I’ll bet that most people who are reading this took one look at the title and thought to themselves, “There’s no way in the world that this can work!” Well, you’re wrong. It can work, it does work, and I couldn’t believe my eyes when I saw it.
Monsters: 13
1 Left Arm of the Forbidden One
1 Left Leg of the Forbidden One
1 Right Arm of the Forbidden One
1 Right Leg of the Forbidden One
1 Exodia the Forbidden One
1 Sangan
3 Emissary of the Afterlife
2 The Creator
1 Dark Magician of Chaos
1 Sinister Serpent
Spells: 26
2 Upstart Goblin
2 Monster Reincarnation
2 Last Will
2 Spell Reproduction
1 Pot of Greed
1 Graceful Charity
1 Mass Driver
2 Metamorphosis
1 Premature Burial
3 Scapegoat
3 Dark Factory of Mass Production
3 Reasoning
3 Monster Gate
Traps: 2
1 Torrential Tribute
1 Call of the Haunted
Side Deck: 15
2 Dimension Fusion
2 Mass Driver
3 Dragged Down into the Grave
2 Reload
1 Spell Reproduction
2 Giant Trunade
3 Spell Economics
Fusion: 3
3 Thousand-Eyes Restrict
This deck came about as a collaborative effort between Andy and his friend Tony. Andy had been working on recursion-based Exodia decks for a long time, and he was looking for a way to bring the big guy back to prominence in the tournament scene. Enter Tony. Tony was mucking about with Reasoning and Monster Gate online. Andy took one look at Tony’s deck, thought to himself “Can we break it? Yes we can!” and the Reasoning/Monster Gate deck was born.
The main idea of the deck is to fetch Sangan from the deck using Last Will and then get it killed somehow. Afterwards, you want to use Reasoning and Monster Gate to filter through the deck and get The Creator on to the field. Once you’ve got it out, the fun begins as you can keep on bringing Sangan and Emissary of the Afterlife back from the graveyard for more searching fun. Wild, isn’t it?

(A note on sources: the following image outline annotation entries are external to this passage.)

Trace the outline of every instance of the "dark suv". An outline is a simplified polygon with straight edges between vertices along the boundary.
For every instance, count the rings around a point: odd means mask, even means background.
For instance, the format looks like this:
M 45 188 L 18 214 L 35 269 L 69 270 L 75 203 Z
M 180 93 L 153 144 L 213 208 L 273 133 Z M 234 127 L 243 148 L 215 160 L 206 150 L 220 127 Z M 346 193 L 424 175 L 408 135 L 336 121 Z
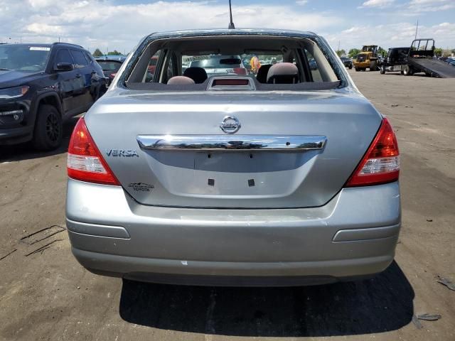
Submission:
M 63 121 L 105 91 L 102 69 L 81 46 L 0 45 L 0 145 L 31 140 L 38 150 L 55 149 Z

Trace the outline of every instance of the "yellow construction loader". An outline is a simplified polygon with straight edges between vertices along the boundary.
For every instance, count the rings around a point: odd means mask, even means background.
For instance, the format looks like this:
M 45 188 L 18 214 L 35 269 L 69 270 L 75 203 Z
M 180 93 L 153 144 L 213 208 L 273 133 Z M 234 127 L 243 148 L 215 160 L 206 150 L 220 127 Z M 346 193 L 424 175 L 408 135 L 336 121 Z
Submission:
M 362 48 L 362 52 L 357 55 L 353 62 L 355 71 L 378 71 L 379 65 L 378 60 L 378 45 L 365 45 Z

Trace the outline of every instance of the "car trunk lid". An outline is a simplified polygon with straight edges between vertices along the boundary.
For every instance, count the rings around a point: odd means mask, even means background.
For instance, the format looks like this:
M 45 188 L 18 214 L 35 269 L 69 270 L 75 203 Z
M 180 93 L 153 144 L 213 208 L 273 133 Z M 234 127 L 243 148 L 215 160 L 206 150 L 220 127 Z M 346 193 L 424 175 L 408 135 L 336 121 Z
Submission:
M 102 98 L 86 121 L 142 204 L 314 207 L 340 190 L 380 125 L 368 101 L 350 94 L 119 92 Z M 220 129 L 236 120 L 235 134 Z

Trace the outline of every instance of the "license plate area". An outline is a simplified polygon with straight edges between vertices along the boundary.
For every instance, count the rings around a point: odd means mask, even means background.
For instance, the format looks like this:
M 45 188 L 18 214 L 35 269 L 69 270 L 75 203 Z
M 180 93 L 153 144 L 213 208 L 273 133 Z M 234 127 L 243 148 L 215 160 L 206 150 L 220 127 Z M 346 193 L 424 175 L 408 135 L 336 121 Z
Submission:
M 306 161 L 306 153 L 198 152 L 194 169 L 220 173 L 268 173 L 289 170 Z

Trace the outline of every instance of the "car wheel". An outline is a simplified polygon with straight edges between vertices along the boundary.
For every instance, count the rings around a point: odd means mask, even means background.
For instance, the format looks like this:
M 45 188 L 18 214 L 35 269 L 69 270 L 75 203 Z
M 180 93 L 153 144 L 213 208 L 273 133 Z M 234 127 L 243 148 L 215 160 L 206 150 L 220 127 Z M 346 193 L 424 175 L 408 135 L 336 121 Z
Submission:
M 38 109 L 33 145 L 39 151 L 52 151 L 62 143 L 63 124 L 60 113 L 52 105 L 40 105 Z

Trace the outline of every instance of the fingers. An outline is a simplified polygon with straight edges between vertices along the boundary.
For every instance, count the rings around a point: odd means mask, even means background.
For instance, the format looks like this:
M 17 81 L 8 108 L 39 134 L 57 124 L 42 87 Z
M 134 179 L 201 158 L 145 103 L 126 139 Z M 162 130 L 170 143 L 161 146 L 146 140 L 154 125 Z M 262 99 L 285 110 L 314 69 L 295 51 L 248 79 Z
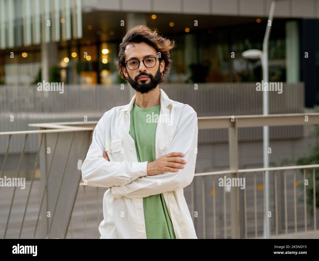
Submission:
M 181 163 L 182 164 L 186 164 L 186 161 L 175 157 L 167 158 L 167 161 L 168 162 L 176 162 L 177 163 Z
M 171 152 L 164 155 L 165 157 L 167 158 L 171 157 L 183 157 L 185 156 L 185 155 L 182 152 Z
M 176 169 L 183 169 L 184 168 L 184 165 L 181 165 L 180 164 L 174 163 L 173 162 L 167 162 L 166 166 Z
M 164 168 L 164 171 L 168 172 L 178 172 L 178 170 L 177 169 L 172 169 L 168 167 Z
M 106 151 L 103 152 L 103 157 L 108 161 L 110 161 L 110 160 L 108 158 L 108 155 L 106 154 Z

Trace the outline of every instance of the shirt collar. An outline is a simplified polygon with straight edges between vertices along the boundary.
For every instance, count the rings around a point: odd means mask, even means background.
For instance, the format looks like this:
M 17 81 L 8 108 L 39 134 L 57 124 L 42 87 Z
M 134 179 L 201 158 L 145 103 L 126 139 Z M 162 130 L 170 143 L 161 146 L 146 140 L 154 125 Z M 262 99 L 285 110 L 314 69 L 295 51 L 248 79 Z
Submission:
M 159 89 L 159 90 L 160 91 L 161 107 L 166 108 L 170 104 L 173 103 L 174 101 L 168 98 L 167 95 L 165 93 L 163 89 Z M 134 102 L 135 101 L 135 96 L 136 95 L 134 94 L 134 96 L 133 96 L 131 101 L 130 102 L 130 103 L 125 105 L 123 107 L 123 109 L 120 111 L 126 112 L 127 113 L 130 113 L 132 107 L 133 106 Z

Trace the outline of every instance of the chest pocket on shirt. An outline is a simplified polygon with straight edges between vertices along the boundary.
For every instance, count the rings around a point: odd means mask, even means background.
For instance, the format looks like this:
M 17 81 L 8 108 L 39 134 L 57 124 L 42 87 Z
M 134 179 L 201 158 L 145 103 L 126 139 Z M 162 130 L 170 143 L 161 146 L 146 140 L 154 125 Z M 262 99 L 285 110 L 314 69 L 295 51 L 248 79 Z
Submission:
M 105 138 L 105 151 L 111 161 L 122 162 L 123 160 L 124 149 L 122 148 L 122 137 Z

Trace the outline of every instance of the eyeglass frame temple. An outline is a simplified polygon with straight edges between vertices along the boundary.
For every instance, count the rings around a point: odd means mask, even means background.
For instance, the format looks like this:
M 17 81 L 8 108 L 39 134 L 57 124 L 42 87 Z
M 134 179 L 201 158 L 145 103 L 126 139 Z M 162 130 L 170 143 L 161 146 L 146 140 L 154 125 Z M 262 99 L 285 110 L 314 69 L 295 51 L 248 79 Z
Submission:
M 154 66 L 153 66 L 152 67 L 147 67 L 146 65 L 145 65 L 145 64 L 144 63 L 144 60 L 145 60 L 145 59 L 146 59 L 146 58 L 149 58 L 150 57 L 152 57 L 152 58 L 155 58 L 155 64 L 154 65 Z M 129 70 L 130 70 L 131 71 L 134 71 L 135 70 L 136 70 L 137 69 L 138 69 L 139 68 L 140 64 L 141 64 L 141 62 L 140 62 L 140 61 L 141 60 L 143 60 L 143 64 L 144 64 L 144 66 L 146 68 L 153 68 L 153 67 L 155 67 L 155 66 L 156 65 L 156 62 L 157 61 L 157 59 L 160 59 L 160 58 L 159 58 L 158 57 L 153 57 L 152 56 L 148 56 L 147 57 L 145 57 L 144 59 L 130 59 L 129 60 L 128 60 L 126 62 L 124 62 L 124 63 L 125 63 L 125 65 L 126 65 L 128 69 Z M 136 69 L 134 69 L 132 70 L 131 69 L 130 69 L 129 68 L 129 66 L 127 66 L 127 62 L 128 62 L 129 61 L 130 61 L 131 60 L 137 60 L 138 61 L 138 66 L 137 66 L 137 68 Z

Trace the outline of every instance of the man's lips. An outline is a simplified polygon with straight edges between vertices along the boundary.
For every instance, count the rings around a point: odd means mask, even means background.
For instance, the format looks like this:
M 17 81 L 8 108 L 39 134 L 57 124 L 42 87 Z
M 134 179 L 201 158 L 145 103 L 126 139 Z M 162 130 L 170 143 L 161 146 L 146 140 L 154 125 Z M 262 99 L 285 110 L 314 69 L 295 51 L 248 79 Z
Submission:
M 139 80 L 140 81 L 145 81 L 145 80 L 147 80 L 150 78 L 148 76 L 146 76 L 146 75 L 143 75 L 143 76 L 140 76 L 137 78 L 137 80 Z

If you thought that was crazy, check out Andy’s side deck. If Exodia isn’t going to work, (for example, against the Burn deck that Andy faced in round 1), there’s the option to side deck into the Dimension Fusion combo deck that debuted in Houston. “He absolutely didn’t see it coming,” remarked Andy about his deck’s switch to fast combo. I didn’t see it coming either. Andy feels that one of the biggest weaknesses of the Exodia deck its inability to properly utilize a side deck, and I would tend to agree. However, Andy has decided to do something about it, and the result has been explosive.
“It’s a surprise deck,” remarked Andy, “No one can prepare against it because no one knows what to expect from it!” That may be true now, but in the later rounds Andy will have to be on his guard, as potential opponents will have had plenty of time to scout him out. The real test of this deck’s durability will be its performance once that element of surprise is gone.
In a final note, Urza the Tyrant states that, "ANDY R TEH PROSAUC3!!!/1!".